We have reached our destination and the final sixth key to writing The Sixth Key and I couldn’t end without speaking about Don Quixote, Sherlock Holmes and Edgar Allan Poe.
When I was a young girl, my birthdays were celebrated in my house by going to the movies. On my twelfth birthday I was taken to see the film, Man of La Mancha, with Peter O’toole and Sophia Loren and I enjoyed it so much that for weeks I couldn’t stop singing, ‘To Dream the impossible Dream’. My Spanish father was so excited that he bought me my first copy of Don Quixote by Miguel Cervantes, which I would have thoroughly enjoyed, had it not been printed in old Spanish making it a tad tedious to read! Even so, I was very excited to come to Don Quixote again through Otto Rahn, the main character in The Sixth Key, because, as it turns out, he was quite a fan.

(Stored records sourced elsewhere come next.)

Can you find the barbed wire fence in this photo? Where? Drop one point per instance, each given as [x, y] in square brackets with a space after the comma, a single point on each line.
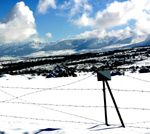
[44, 105]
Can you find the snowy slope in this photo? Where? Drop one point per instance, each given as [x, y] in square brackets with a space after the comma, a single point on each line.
[68, 46]
[32, 105]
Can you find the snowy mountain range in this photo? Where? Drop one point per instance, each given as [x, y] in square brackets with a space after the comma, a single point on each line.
[69, 46]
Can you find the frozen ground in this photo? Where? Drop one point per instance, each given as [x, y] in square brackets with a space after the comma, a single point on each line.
[73, 105]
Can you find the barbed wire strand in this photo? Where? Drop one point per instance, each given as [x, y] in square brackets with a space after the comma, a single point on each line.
[40, 119]
[45, 89]
[137, 78]
[52, 109]
[124, 90]
[76, 106]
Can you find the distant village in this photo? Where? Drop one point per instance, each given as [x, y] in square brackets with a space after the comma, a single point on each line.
[118, 61]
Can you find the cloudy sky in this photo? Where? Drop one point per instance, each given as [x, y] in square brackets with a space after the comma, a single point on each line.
[53, 20]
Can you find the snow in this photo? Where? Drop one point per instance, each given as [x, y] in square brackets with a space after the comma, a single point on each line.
[31, 104]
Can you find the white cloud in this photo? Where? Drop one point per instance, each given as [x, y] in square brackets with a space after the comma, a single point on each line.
[43, 5]
[84, 21]
[19, 24]
[49, 35]
[119, 13]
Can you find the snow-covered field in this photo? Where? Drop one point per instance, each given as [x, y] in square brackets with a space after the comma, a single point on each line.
[73, 105]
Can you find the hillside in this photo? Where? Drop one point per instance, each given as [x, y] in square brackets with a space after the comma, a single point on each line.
[63, 66]
[67, 47]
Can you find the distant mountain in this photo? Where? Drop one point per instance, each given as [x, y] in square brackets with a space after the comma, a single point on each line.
[70, 46]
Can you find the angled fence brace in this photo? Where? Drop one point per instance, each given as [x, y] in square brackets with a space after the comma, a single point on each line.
[104, 76]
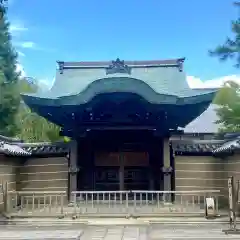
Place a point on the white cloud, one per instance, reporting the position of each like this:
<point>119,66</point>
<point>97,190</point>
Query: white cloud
<point>21,53</point>
<point>26,44</point>
<point>19,68</point>
<point>195,82</point>
<point>17,28</point>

Sherlock Holmes had been a favourite of mine for years; in particular I loved Basil Rathbone’s portrayal of him. So when I realised in researching The Sixth Key, that his creator, Sir Arthur Conan Doyle, was not only a Freemason but had also visited the south of France and come into contact with one of my characters, I couldn’t believe my luck. I was also amazed to find out that Edgar Allan Poe’s Monsieur Dupin was the inspiration for Sherlock Holmes, because his macabre stories were so delicious and fit so nicely with the overall theme!
So there you have it. I have only scratched the surface of what is locked inside the pages of The Sixth Key – adventure, romance, conspiracy, mystery, crime, murder, not to mention magic. Have I lived all these things? Of course!
As Edgar Allan Poe says, ‘all that we see or seem is but a dream within a dream’.